And on the 7th day, He got tired of a blog without form and void, and he lent out his rib to create a group blog. And so it goes!
I'm pleased to introduce Religion and American History as a group blog, with our first permanent co-editor, Kelly Baker, a doctoral candidate at Florida State University, whose vita is here (pdf document). Kelly joins with our contributing editors John Fea and Randall Stephens. Kelly is particularly interested in print and material culture and other American Studies type topics, which nicely complements the interests of others on this blog. Kelly describes her work as follows:
My current work focuses upon the Ku Klux Klan from the 1920s as a Protestant movement, and I rely primarily on Klan print culture and material culture to show how embedded religion was in the movement. I also boldly hope to show connections between Protestantism and definitions of America in this time period. Particularly, how do faith and nation coalesce within this movement? And what does this say about the nature of nationalism?
My other scholarly interests include religion and the visual arts, which was the primary focus of my M.A. thesis, ethnography, and cultural theory. I am particularly interested in using ethnographic method in historical work to open up the worldviews of historical actors and recreate their understandings of their lives and their religious beliefs.
Welcome to Kelly Baker!! Here's her first post:
Nuns and Romance Novels: Women in American Religion
Along with Catherine Brekus, ed., The Religious History of American Women, American religious historians are turning their powers of analysis to categories of women who are underrepresented in narratives or missing altogether. Two recent books that deserve notice are Lynn S. Neal’s Romancing God: Evangelical Women and Inspirational Fiction and Amy Koehlinger’s The New Nuns: Racial Justice and Religious Reform in the 1960s.
Neal’s Romancing God explores how evangelical women relate to evangelical romance novels (yes, they exist!) and why they read them. The volume was published by University of North Carolina Press, and here’s a description from the press:
In the world of the evangelical romance novel, sex and desire are mitigated by an omnipresent third party--the divine. Thus romance is not just an encounter between lovers, but a triangle of affection: man, woman, and God. Although this literature is often disparaged by scholars and pastors alike, inspirational fiction plays a unique and important role in the religious lives of many evangelical women. In an engaging study of why women read evangelical romance novels, Lynn S. Neal interviews writers and readers of the genre and finds a complex religious piety among ordinary people.
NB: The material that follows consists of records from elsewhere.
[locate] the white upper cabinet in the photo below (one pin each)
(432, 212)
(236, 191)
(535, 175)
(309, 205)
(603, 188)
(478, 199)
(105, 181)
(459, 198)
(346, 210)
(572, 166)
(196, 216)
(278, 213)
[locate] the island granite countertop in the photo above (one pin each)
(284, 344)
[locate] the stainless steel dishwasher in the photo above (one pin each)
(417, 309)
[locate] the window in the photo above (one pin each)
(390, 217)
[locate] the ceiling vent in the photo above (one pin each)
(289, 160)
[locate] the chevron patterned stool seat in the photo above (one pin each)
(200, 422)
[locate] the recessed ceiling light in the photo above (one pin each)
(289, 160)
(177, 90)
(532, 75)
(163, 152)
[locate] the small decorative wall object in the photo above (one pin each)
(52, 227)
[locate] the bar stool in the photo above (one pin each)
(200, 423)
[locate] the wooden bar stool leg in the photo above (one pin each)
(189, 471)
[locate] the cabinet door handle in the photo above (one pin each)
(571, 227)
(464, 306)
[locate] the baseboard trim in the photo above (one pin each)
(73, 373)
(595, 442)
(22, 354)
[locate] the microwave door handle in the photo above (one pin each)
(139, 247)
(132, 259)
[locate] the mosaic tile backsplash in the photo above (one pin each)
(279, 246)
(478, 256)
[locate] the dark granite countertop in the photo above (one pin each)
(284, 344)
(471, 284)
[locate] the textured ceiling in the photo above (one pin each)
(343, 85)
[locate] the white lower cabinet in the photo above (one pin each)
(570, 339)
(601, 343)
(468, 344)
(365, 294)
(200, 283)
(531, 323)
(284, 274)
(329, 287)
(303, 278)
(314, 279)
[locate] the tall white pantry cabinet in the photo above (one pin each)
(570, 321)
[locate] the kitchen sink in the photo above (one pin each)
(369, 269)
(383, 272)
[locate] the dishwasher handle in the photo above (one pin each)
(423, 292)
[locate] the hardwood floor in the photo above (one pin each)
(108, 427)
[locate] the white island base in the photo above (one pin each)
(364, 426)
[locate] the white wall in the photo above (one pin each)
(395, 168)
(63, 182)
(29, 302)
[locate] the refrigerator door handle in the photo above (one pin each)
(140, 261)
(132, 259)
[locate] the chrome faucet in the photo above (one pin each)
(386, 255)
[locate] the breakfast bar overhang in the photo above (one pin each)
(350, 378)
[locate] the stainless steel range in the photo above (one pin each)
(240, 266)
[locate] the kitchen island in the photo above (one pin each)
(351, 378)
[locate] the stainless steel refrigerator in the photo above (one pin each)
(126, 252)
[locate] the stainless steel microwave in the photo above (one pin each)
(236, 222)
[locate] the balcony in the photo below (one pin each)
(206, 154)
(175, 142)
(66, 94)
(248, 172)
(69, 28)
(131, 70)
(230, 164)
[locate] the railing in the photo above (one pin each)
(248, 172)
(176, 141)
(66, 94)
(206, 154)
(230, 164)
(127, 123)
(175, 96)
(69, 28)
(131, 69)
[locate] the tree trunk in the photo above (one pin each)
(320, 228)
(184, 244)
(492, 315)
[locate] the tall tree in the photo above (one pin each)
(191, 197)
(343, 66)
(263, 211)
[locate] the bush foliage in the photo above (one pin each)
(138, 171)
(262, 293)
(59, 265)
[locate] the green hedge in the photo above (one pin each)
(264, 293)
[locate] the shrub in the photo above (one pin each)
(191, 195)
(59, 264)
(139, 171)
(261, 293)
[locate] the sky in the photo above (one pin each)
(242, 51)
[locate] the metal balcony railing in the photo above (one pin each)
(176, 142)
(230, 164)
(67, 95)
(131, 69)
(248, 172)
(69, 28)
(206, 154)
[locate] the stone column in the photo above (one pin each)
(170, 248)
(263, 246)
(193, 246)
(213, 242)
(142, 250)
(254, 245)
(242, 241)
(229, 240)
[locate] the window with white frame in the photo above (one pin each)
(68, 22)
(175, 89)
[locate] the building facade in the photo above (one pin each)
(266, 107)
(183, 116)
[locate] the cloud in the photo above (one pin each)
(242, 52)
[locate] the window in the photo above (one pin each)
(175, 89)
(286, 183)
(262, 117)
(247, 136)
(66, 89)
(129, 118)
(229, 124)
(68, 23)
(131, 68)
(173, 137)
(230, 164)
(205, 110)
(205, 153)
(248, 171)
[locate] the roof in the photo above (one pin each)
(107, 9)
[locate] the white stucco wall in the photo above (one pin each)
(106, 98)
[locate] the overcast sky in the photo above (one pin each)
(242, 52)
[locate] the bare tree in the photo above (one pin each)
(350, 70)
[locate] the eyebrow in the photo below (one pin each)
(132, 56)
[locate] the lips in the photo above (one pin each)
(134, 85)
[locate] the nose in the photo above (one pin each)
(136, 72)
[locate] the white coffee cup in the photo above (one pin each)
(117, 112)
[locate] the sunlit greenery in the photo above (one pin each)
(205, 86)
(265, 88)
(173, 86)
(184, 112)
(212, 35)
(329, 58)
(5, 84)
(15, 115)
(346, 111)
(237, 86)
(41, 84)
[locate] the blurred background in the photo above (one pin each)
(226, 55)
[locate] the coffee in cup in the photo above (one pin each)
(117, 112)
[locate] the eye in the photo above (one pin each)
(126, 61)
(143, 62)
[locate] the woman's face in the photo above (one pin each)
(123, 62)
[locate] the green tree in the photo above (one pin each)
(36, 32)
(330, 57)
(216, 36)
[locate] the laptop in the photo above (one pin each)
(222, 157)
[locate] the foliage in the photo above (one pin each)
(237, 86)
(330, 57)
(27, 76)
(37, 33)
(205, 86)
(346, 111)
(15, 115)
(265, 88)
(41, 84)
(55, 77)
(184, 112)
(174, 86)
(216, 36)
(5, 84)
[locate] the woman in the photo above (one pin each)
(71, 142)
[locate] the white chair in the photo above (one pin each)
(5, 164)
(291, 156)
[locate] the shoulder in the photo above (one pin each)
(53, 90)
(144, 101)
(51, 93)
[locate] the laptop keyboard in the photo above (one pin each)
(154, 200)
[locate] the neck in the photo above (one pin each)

Neal’s work highlights the lived religion of these romance novel readers to present with clarity the lives of (some) evangelical women. Koehlinger’s New Nuns also centers on the everyday religious expression of nuns. She approaches the lives of women religious in the 1960s, particularly the work of white women religious in African American communities. Harvard University Press published the volume, and the description follows:
Engaging with issues of race and justice allowed the sisters to see themselves, their vocation, and the Church in dramatically different terms. In this book, Koehlinger captures the confusion and frustration, as well as the exuberance and delight, they experienced in their new Christian mission. Their increasing autonomy and frequent critiques of institutional misogyny shaped reforms within their institute and sharpened a post-Vatican II crisis of authority.
What is fascinating about both books is the attempt to present how these women practice their religious beliefs from avid reading to teaching at historically African American colleges. This reader glimpsed how evangelical fiction affirms the values of these women and how women religious were elated and frustrated by their work. Moreover, both Neal and Koehlinger tackle historiographical issues of how these women were presented stereotypically (the nuns) or were derided (romance readers).